Japanese Prime Minister Fumio Kishida starts a tour of key Western partners on Monday, after unveiling his country’s biggest military buildup since World War Two as Tokyo weighs steps to counter China’s growing power.
Kishida, who will host a summit of the Group of Seven (G7) industrial powers in May, will meet leaders of the United States, Britain, France, Italy and Canada this week. Talks are expected to range from economic security and semiconductors to the war in Ukraine and rising tensions with nuclear-armed China and North Korea.
“As leader of the G7 chair this year, I’ll be making this visit to reaffirm our thinking on a number of issues,” Kishida told a Sunday news programme.
“With the United States, we’ll discuss deepening our bilateral alliance and how to maintain a free and open Indo-Pacific.”
He visits London and Rome after agreeing last month to develop a new jet fighter with those countries. He is to sign a deal with Britain that will establish a legal framework to allow visits by each other’s armed forces, the Yomiuri newspaper reported on Friday.
Issues on Friday’s final stop at the White House are expected to include Japan’s plans to arm itself with missiles able to strike targets in China or North Korea, the bilateral defence agreement and efforts to limit China’s access to advanced semiconductors.
Tokyo and Washington hope the more muscular military policy Kishida announced last month, a further move away from Japan’s pacifist postwar constitution, will close a widening missile gap with China and deter Beijing from military action, particularly against neighbouring Taiwan.
“He’ll be going to show the U.S. that this has been concluded – and, with the G7 summit approaching, to touch base with the rest of the G7 to confirm their stances on Ukraine and Asia,” said political commentator Atsuo Ito.
Japan’s new defensive capabilities may require Washington and Tokyo to revise guidelines that define the roles they play in a decades-old alliance that lets the United States keep warships, fighter jets and thousands of troops in Japan.
Last revised in 2015, the guidelines will likely be among the subjects discussed by Japan’s defence and foreign ministers and their U.S. counterparts on Wednesday before Kishida meets President Joe Biden, a Japanese defence ministry official told a briefing on Friday.
On semiconductors, Japan and the United States are deepening cooperation on advanced chip development amid growing trade tension with China.

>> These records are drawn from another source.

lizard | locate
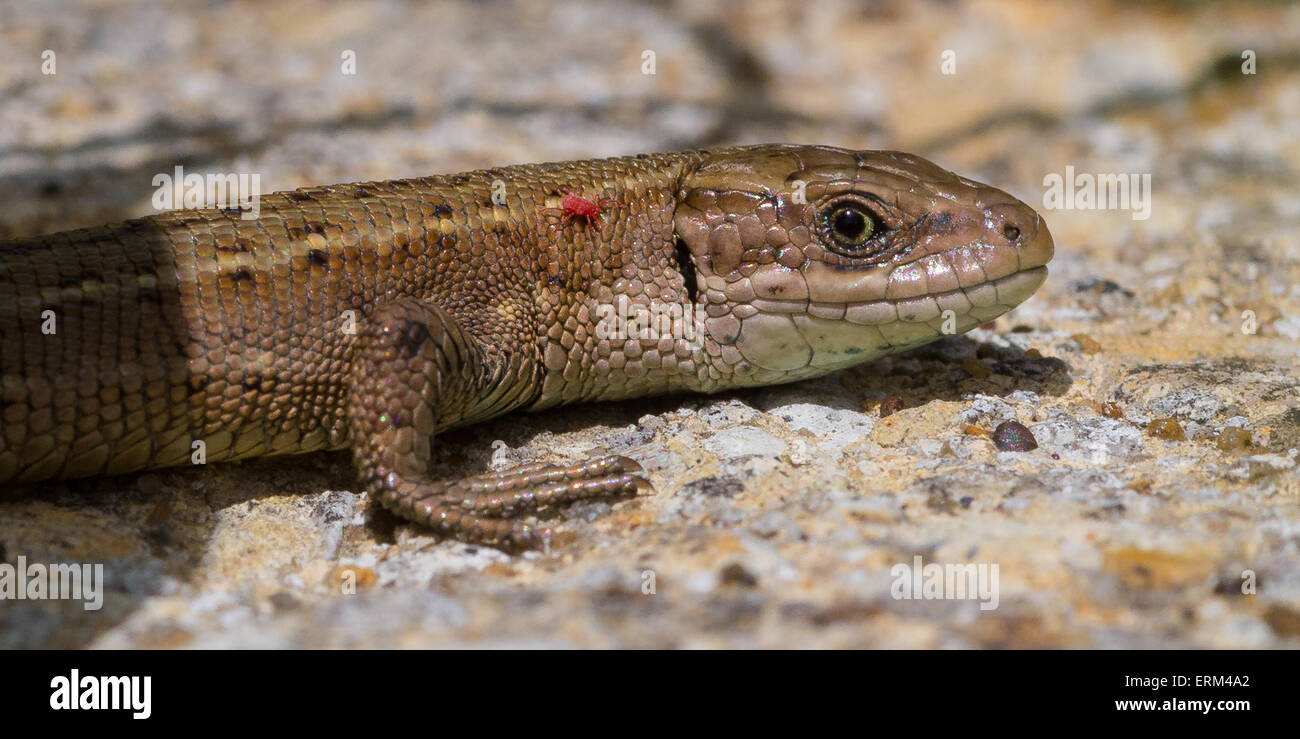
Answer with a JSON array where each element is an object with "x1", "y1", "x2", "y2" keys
[{"x1": 0, "y1": 144, "x2": 1053, "y2": 549}]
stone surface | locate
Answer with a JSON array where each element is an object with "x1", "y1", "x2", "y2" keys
[{"x1": 0, "y1": 1, "x2": 1300, "y2": 648}]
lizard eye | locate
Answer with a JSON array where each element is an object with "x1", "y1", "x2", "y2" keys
[{"x1": 822, "y1": 200, "x2": 880, "y2": 256}]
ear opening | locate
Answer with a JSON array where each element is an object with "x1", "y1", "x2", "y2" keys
[{"x1": 672, "y1": 234, "x2": 699, "y2": 303}]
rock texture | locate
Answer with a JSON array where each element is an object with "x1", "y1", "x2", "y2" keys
[{"x1": 0, "y1": 1, "x2": 1300, "y2": 648}]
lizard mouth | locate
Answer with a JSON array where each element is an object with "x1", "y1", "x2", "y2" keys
[{"x1": 844, "y1": 265, "x2": 1048, "y2": 325}]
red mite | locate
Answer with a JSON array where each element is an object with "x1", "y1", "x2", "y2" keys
[{"x1": 548, "y1": 187, "x2": 614, "y2": 226}]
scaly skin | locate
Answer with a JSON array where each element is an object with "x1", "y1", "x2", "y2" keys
[{"x1": 0, "y1": 146, "x2": 1053, "y2": 546}]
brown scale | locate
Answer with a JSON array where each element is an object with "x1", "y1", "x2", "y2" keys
[{"x1": 0, "y1": 146, "x2": 1052, "y2": 546}]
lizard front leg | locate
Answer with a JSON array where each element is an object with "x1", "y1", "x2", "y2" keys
[{"x1": 348, "y1": 299, "x2": 649, "y2": 549}]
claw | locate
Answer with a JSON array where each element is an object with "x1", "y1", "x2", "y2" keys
[{"x1": 616, "y1": 457, "x2": 645, "y2": 475}]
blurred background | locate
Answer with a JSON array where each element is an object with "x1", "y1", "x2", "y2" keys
[{"x1": 0, "y1": 0, "x2": 1300, "y2": 647}]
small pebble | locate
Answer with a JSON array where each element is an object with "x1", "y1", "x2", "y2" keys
[
  {"x1": 1214, "y1": 427, "x2": 1252, "y2": 451},
  {"x1": 962, "y1": 356, "x2": 993, "y2": 380},
  {"x1": 1147, "y1": 418, "x2": 1187, "y2": 441},
  {"x1": 880, "y1": 396, "x2": 902, "y2": 418},
  {"x1": 1070, "y1": 333, "x2": 1101, "y2": 354},
  {"x1": 993, "y1": 420, "x2": 1039, "y2": 451},
  {"x1": 718, "y1": 562, "x2": 758, "y2": 588},
  {"x1": 1097, "y1": 401, "x2": 1125, "y2": 418}
]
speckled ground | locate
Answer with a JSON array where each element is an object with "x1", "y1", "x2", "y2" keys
[{"x1": 0, "y1": 1, "x2": 1300, "y2": 648}]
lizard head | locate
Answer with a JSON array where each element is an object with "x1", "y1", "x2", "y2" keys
[{"x1": 673, "y1": 146, "x2": 1053, "y2": 389}]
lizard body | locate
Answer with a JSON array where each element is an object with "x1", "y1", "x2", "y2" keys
[{"x1": 0, "y1": 144, "x2": 1053, "y2": 546}]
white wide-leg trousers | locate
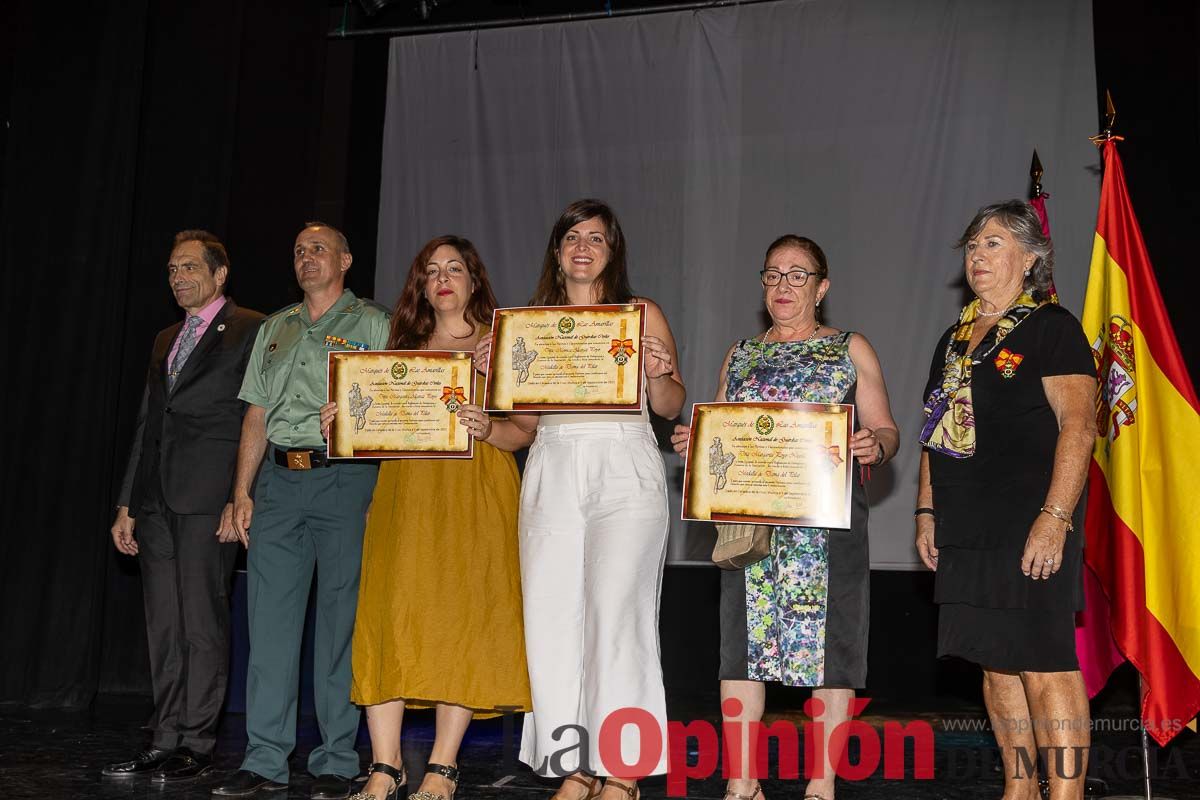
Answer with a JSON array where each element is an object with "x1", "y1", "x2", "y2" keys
[{"x1": 520, "y1": 422, "x2": 668, "y2": 777}]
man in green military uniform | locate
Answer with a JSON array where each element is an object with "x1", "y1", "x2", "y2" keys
[{"x1": 212, "y1": 223, "x2": 389, "y2": 799}]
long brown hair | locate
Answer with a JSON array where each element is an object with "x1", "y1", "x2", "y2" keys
[
  {"x1": 388, "y1": 235, "x2": 497, "y2": 350},
  {"x1": 529, "y1": 199, "x2": 634, "y2": 306}
]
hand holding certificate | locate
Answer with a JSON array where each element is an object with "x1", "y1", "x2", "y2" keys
[
  {"x1": 329, "y1": 350, "x2": 475, "y2": 458},
  {"x1": 683, "y1": 403, "x2": 854, "y2": 528},
  {"x1": 486, "y1": 303, "x2": 646, "y2": 411}
]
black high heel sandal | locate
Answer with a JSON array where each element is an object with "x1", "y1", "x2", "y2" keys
[
  {"x1": 349, "y1": 762, "x2": 408, "y2": 800},
  {"x1": 408, "y1": 764, "x2": 458, "y2": 800}
]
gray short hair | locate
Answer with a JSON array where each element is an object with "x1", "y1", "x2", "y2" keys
[
  {"x1": 301, "y1": 221, "x2": 350, "y2": 253},
  {"x1": 954, "y1": 200, "x2": 1054, "y2": 302}
]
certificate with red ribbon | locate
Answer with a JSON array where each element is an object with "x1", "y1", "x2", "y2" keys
[
  {"x1": 485, "y1": 303, "x2": 646, "y2": 411},
  {"x1": 329, "y1": 350, "x2": 475, "y2": 458},
  {"x1": 683, "y1": 403, "x2": 854, "y2": 529}
]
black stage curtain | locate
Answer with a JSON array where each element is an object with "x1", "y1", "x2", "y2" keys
[
  {"x1": 0, "y1": 0, "x2": 1200, "y2": 708},
  {"x1": 0, "y1": 0, "x2": 386, "y2": 708}
]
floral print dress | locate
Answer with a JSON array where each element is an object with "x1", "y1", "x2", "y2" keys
[{"x1": 721, "y1": 332, "x2": 870, "y2": 687}]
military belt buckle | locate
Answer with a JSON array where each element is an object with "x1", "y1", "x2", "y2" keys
[{"x1": 288, "y1": 450, "x2": 312, "y2": 469}]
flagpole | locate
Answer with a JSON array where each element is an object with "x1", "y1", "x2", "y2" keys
[{"x1": 1084, "y1": 90, "x2": 1172, "y2": 800}]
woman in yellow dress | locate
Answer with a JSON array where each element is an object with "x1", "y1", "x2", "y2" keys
[{"x1": 322, "y1": 236, "x2": 533, "y2": 800}]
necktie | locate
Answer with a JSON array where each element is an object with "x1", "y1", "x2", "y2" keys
[{"x1": 167, "y1": 317, "x2": 204, "y2": 389}]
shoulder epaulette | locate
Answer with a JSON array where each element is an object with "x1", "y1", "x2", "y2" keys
[{"x1": 266, "y1": 302, "x2": 302, "y2": 319}]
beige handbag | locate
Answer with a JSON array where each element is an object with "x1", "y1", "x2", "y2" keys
[{"x1": 713, "y1": 522, "x2": 773, "y2": 570}]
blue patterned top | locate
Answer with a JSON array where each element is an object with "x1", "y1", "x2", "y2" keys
[
  {"x1": 725, "y1": 331, "x2": 858, "y2": 403},
  {"x1": 725, "y1": 331, "x2": 866, "y2": 686}
]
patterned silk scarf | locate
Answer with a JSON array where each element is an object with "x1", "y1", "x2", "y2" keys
[{"x1": 920, "y1": 291, "x2": 1043, "y2": 458}]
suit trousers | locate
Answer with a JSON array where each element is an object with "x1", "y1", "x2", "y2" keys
[
  {"x1": 136, "y1": 491, "x2": 238, "y2": 756},
  {"x1": 241, "y1": 460, "x2": 378, "y2": 783},
  {"x1": 518, "y1": 422, "x2": 668, "y2": 777}
]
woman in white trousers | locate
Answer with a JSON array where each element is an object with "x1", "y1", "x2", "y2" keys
[{"x1": 476, "y1": 200, "x2": 685, "y2": 800}]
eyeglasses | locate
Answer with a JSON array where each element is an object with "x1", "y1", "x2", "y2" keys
[{"x1": 758, "y1": 270, "x2": 816, "y2": 289}]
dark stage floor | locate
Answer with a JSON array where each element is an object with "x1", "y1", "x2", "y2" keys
[{"x1": 0, "y1": 694, "x2": 1200, "y2": 800}]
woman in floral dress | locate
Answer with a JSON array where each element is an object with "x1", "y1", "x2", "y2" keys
[{"x1": 671, "y1": 234, "x2": 900, "y2": 800}]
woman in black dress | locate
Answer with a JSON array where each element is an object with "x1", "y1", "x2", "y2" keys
[{"x1": 916, "y1": 200, "x2": 1096, "y2": 800}]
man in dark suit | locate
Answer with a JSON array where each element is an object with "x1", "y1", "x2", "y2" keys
[{"x1": 103, "y1": 230, "x2": 263, "y2": 783}]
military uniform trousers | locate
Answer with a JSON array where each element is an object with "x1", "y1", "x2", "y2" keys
[
  {"x1": 136, "y1": 489, "x2": 238, "y2": 756},
  {"x1": 241, "y1": 455, "x2": 378, "y2": 783}
]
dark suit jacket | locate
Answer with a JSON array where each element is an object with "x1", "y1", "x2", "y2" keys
[{"x1": 118, "y1": 299, "x2": 263, "y2": 517}]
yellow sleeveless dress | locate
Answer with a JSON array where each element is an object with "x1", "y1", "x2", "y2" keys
[{"x1": 350, "y1": 375, "x2": 532, "y2": 717}]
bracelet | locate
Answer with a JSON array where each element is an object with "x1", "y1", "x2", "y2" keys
[{"x1": 1042, "y1": 504, "x2": 1075, "y2": 533}]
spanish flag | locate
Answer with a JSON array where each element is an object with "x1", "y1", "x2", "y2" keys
[{"x1": 1084, "y1": 139, "x2": 1200, "y2": 745}]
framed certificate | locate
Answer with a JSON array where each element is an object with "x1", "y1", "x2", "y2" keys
[
  {"x1": 485, "y1": 303, "x2": 646, "y2": 411},
  {"x1": 329, "y1": 350, "x2": 475, "y2": 458},
  {"x1": 683, "y1": 403, "x2": 854, "y2": 528}
]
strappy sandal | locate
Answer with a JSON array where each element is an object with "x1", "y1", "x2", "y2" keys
[
  {"x1": 725, "y1": 783, "x2": 762, "y2": 800},
  {"x1": 600, "y1": 778, "x2": 642, "y2": 800},
  {"x1": 563, "y1": 772, "x2": 604, "y2": 800},
  {"x1": 348, "y1": 762, "x2": 408, "y2": 800},
  {"x1": 408, "y1": 763, "x2": 458, "y2": 800}
]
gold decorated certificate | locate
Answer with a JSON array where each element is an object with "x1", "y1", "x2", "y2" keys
[
  {"x1": 329, "y1": 350, "x2": 475, "y2": 458},
  {"x1": 683, "y1": 403, "x2": 854, "y2": 528},
  {"x1": 485, "y1": 303, "x2": 646, "y2": 411}
]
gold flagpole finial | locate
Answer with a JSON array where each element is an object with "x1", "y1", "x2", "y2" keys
[
  {"x1": 1030, "y1": 148, "x2": 1044, "y2": 197},
  {"x1": 1087, "y1": 89, "x2": 1124, "y2": 145}
]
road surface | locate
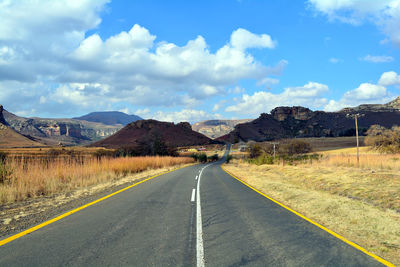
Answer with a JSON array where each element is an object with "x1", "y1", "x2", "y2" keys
[{"x1": 0, "y1": 148, "x2": 383, "y2": 266}]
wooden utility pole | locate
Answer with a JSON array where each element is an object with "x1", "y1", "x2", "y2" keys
[{"x1": 354, "y1": 114, "x2": 360, "y2": 167}]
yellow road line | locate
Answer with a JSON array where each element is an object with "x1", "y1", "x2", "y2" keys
[
  {"x1": 221, "y1": 165, "x2": 396, "y2": 267},
  {"x1": 0, "y1": 165, "x2": 191, "y2": 247}
]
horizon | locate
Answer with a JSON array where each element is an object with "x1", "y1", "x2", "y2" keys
[{"x1": 0, "y1": 0, "x2": 400, "y2": 123}]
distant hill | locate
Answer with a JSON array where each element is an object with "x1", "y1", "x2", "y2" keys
[
  {"x1": 2, "y1": 107, "x2": 123, "y2": 146},
  {"x1": 217, "y1": 98, "x2": 400, "y2": 142},
  {"x1": 73, "y1": 111, "x2": 143, "y2": 126},
  {"x1": 0, "y1": 105, "x2": 44, "y2": 148},
  {"x1": 91, "y1": 120, "x2": 214, "y2": 148},
  {"x1": 192, "y1": 119, "x2": 253, "y2": 139}
]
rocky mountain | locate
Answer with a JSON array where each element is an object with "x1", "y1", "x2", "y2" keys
[
  {"x1": 3, "y1": 107, "x2": 123, "y2": 145},
  {"x1": 192, "y1": 119, "x2": 252, "y2": 139},
  {"x1": 91, "y1": 120, "x2": 214, "y2": 148},
  {"x1": 73, "y1": 111, "x2": 143, "y2": 126},
  {"x1": 0, "y1": 105, "x2": 44, "y2": 148},
  {"x1": 217, "y1": 98, "x2": 400, "y2": 142}
]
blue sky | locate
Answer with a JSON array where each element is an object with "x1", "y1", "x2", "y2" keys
[{"x1": 0, "y1": 0, "x2": 400, "y2": 123}]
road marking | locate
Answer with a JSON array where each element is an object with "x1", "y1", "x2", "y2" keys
[
  {"x1": 0, "y1": 166, "x2": 194, "y2": 247},
  {"x1": 190, "y1": 188, "x2": 196, "y2": 202},
  {"x1": 196, "y1": 165, "x2": 210, "y2": 267},
  {"x1": 221, "y1": 165, "x2": 396, "y2": 267}
]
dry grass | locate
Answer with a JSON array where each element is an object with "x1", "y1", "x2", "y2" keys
[
  {"x1": 0, "y1": 156, "x2": 193, "y2": 204},
  {"x1": 226, "y1": 156, "x2": 400, "y2": 264}
]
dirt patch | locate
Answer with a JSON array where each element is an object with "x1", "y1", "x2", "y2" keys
[{"x1": 225, "y1": 160, "x2": 400, "y2": 264}]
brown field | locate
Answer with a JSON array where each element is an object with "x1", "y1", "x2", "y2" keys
[
  {"x1": 0, "y1": 153, "x2": 193, "y2": 204},
  {"x1": 226, "y1": 147, "x2": 400, "y2": 265}
]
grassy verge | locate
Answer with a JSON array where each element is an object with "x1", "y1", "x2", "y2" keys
[
  {"x1": 226, "y1": 153, "x2": 400, "y2": 265},
  {"x1": 0, "y1": 156, "x2": 193, "y2": 204}
]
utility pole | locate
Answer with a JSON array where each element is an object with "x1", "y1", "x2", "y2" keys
[
  {"x1": 346, "y1": 113, "x2": 365, "y2": 167},
  {"x1": 354, "y1": 114, "x2": 360, "y2": 168}
]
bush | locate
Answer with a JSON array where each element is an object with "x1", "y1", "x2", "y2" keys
[
  {"x1": 249, "y1": 154, "x2": 274, "y2": 165},
  {"x1": 364, "y1": 125, "x2": 400, "y2": 153},
  {"x1": 207, "y1": 154, "x2": 219, "y2": 161},
  {"x1": 249, "y1": 144, "x2": 263, "y2": 159},
  {"x1": 279, "y1": 140, "x2": 312, "y2": 155}
]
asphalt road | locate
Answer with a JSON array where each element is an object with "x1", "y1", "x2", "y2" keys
[{"x1": 0, "y1": 148, "x2": 388, "y2": 266}]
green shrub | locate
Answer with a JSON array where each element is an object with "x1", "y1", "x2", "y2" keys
[
  {"x1": 364, "y1": 125, "x2": 400, "y2": 153},
  {"x1": 207, "y1": 154, "x2": 219, "y2": 161},
  {"x1": 279, "y1": 140, "x2": 312, "y2": 155}
]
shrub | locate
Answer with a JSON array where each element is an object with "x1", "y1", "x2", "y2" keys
[
  {"x1": 249, "y1": 154, "x2": 274, "y2": 165},
  {"x1": 364, "y1": 125, "x2": 400, "y2": 153},
  {"x1": 249, "y1": 144, "x2": 263, "y2": 159},
  {"x1": 207, "y1": 154, "x2": 219, "y2": 161}
]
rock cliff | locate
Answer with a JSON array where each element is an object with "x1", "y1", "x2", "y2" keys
[{"x1": 217, "y1": 98, "x2": 400, "y2": 142}]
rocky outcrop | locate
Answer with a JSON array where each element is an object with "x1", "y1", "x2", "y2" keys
[
  {"x1": 192, "y1": 119, "x2": 252, "y2": 139},
  {"x1": 91, "y1": 120, "x2": 214, "y2": 148},
  {"x1": 271, "y1": 107, "x2": 313, "y2": 121},
  {"x1": 217, "y1": 98, "x2": 400, "y2": 142},
  {"x1": 3, "y1": 110, "x2": 122, "y2": 145}
]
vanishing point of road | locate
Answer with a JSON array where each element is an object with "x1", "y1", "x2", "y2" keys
[{"x1": 0, "y1": 148, "x2": 390, "y2": 266}]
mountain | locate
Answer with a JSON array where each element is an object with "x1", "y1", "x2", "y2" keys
[
  {"x1": 73, "y1": 111, "x2": 143, "y2": 126},
  {"x1": 192, "y1": 119, "x2": 252, "y2": 139},
  {"x1": 91, "y1": 120, "x2": 214, "y2": 148},
  {"x1": 217, "y1": 98, "x2": 400, "y2": 142},
  {"x1": 3, "y1": 110, "x2": 123, "y2": 145},
  {"x1": 0, "y1": 105, "x2": 44, "y2": 148}
]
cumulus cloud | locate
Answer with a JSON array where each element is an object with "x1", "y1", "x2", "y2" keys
[
  {"x1": 378, "y1": 71, "x2": 400, "y2": 86},
  {"x1": 225, "y1": 82, "x2": 329, "y2": 116},
  {"x1": 151, "y1": 109, "x2": 222, "y2": 124},
  {"x1": 0, "y1": 0, "x2": 287, "y2": 116},
  {"x1": 324, "y1": 83, "x2": 390, "y2": 111},
  {"x1": 308, "y1": 0, "x2": 400, "y2": 47},
  {"x1": 361, "y1": 55, "x2": 394, "y2": 63},
  {"x1": 329, "y1": 57, "x2": 343, "y2": 64},
  {"x1": 231, "y1": 28, "x2": 276, "y2": 50}
]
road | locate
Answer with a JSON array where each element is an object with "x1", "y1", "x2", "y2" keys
[{"x1": 0, "y1": 148, "x2": 388, "y2": 266}]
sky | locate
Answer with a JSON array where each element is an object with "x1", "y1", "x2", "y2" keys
[{"x1": 0, "y1": 0, "x2": 400, "y2": 123}]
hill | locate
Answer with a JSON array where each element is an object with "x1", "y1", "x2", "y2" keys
[
  {"x1": 91, "y1": 120, "x2": 214, "y2": 148},
  {"x1": 0, "y1": 105, "x2": 44, "y2": 148},
  {"x1": 73, "y1": 111, "x2": 143, "y2": 126},
  {"x1": 217, "y1": 98, "x2": 400, "y2": 142},
  {"x1": 192, "y1": 119, "x2": 252, "y2": 139},
  {"x1": 3, "y1": 110, "x2": 123, "y2": 145}
]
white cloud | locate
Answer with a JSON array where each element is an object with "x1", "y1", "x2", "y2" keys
[
  {"x1": 151, "y1": 109, "x2": 222, "y2": 123},
  {"x1": 225, "y1": 82, "x2": 329, "y2": 116},
  {"x1": 378, "y1": 71, "x2": 400, "y2": 86},
  {"x1": 257, "y1": 77, "x2": 279, "y2": 88},
  {"x1": 329, "y1": 57, "x2": 343, "y2": 64},
  {"x1": 308, "y1": 0, "x2": 400, "y2": 47},
  {"x1": 361, "y1": 55, "x2": 394, "y2": 63},
  {"x1": 0, "y1": 0, "x2": 287, "y2": 114},
  {"x1": 231, "y1": 28, "x2": 276, "y2": 50},
  {"x1": 324, "y1": 83, "x2": 390, "y2": 111}
]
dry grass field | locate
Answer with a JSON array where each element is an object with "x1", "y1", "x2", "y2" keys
[
  {"x1": 0, "y1": 151, "x2": 193, "y2": 204},
  {"x1": 226, "y1": 147, "x2": 400, "y2": 265}
]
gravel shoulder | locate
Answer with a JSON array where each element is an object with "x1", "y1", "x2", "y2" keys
[{"x1": 0, "y1": 164, "x2": 193, "y2": 239}]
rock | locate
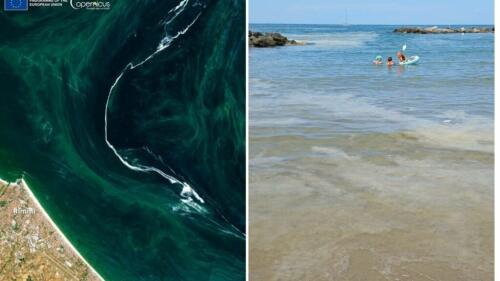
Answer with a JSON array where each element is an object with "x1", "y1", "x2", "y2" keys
[
  {"x1": 394, "y1": 26, "x2": 495, "y2": 34},
  {"x1": 248, "y1": 31, "x2": 305, "y2": 48}
]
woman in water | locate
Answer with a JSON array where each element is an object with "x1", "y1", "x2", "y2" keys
[{"x1": 396, "y1": 51, "x2": 406, "y2": 62}]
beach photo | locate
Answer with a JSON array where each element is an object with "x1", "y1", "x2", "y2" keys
[{"x1": 248, "y1": 0, "x2": 495, "y2": 281}]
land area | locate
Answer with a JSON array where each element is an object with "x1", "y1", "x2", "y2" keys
[
  {"x1": 394, "y1": 26, "x2": 495, "y2": 34},
  {"x1": 0, "y1": 180, "x2": 102, "y2": 281},
  {"x1": 248, "y1": 31, "x2": 305, "y2": 48}
]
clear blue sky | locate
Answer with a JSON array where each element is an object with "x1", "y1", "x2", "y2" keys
[{"x1": 252, "y1": 0, "x2": 494, "y2": 24}]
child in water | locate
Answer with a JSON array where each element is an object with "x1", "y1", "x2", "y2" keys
[
  {"x1": 387, "y1": 57, "x2": 394, "y2": 66},
  {"x1": 396, "y1": 51, "x2": 406, "y2": 62},
  {"x1": 373, "y1": 56, "x2": 382, "y2": 64}
]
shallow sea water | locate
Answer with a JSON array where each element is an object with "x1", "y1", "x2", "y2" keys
[{"x1": 249, "y1": 25, "x2": 494, "y2": 280}]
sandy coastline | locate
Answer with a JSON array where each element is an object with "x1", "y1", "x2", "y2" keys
[{"x1": 0, "y1": 176, "x2": 105, "y2": 281}]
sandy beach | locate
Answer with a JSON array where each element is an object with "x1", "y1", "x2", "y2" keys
[{"x1": 0, "y1": 179, "x2": 104, "y2": 281}]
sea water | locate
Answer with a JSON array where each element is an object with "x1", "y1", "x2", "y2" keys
[{"x1": 249, "y1": 24, "x2": 494, "y2": 280}]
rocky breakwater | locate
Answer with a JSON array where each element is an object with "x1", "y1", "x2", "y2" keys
[
  {"x1": 248, "y1": 31, "x2": 305, "y2": 48},
  {"x1": 394, "y1": 26, "x2": 495, "y2": 34}
]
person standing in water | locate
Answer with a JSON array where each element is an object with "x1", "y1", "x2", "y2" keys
[{"x1": 387, "y1": 57, "x2": 394, "y2": 66}]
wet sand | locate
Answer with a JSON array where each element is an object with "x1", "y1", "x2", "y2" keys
[{"x1": 249, "y1": 131, "x2": 494, "y2": 281}]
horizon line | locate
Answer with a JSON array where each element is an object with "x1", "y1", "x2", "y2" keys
[{"x1": 248, "y1": 22, "x2": 495, "y2": 26}]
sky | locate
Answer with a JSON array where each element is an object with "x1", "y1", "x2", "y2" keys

Both countries are eager to ensure their manufacturers have access to components considered key to the new technology-driven industries such as data storage, artificial intelligence and quantum computing.
Although Kishida has said he backs Biden’s attempt to limit China’s access to advanced semiconductors with export restrictions, he has not agreed to match sweeping curbs on exports of chip-manufacturing equipment the U.S. administration imposed in October.
Even without any major announcements, Kishida will hope his G7 tour boosts his flagging domestic support, hammered by cabinet resignations and a scandal over his party’s ties to the controversial Unification Church, analysts said.
“Holding a successful G7 summit would bring him maximum political points – and this trip is preparation for that,” said Airo Hino, a political science professor at Waseda University.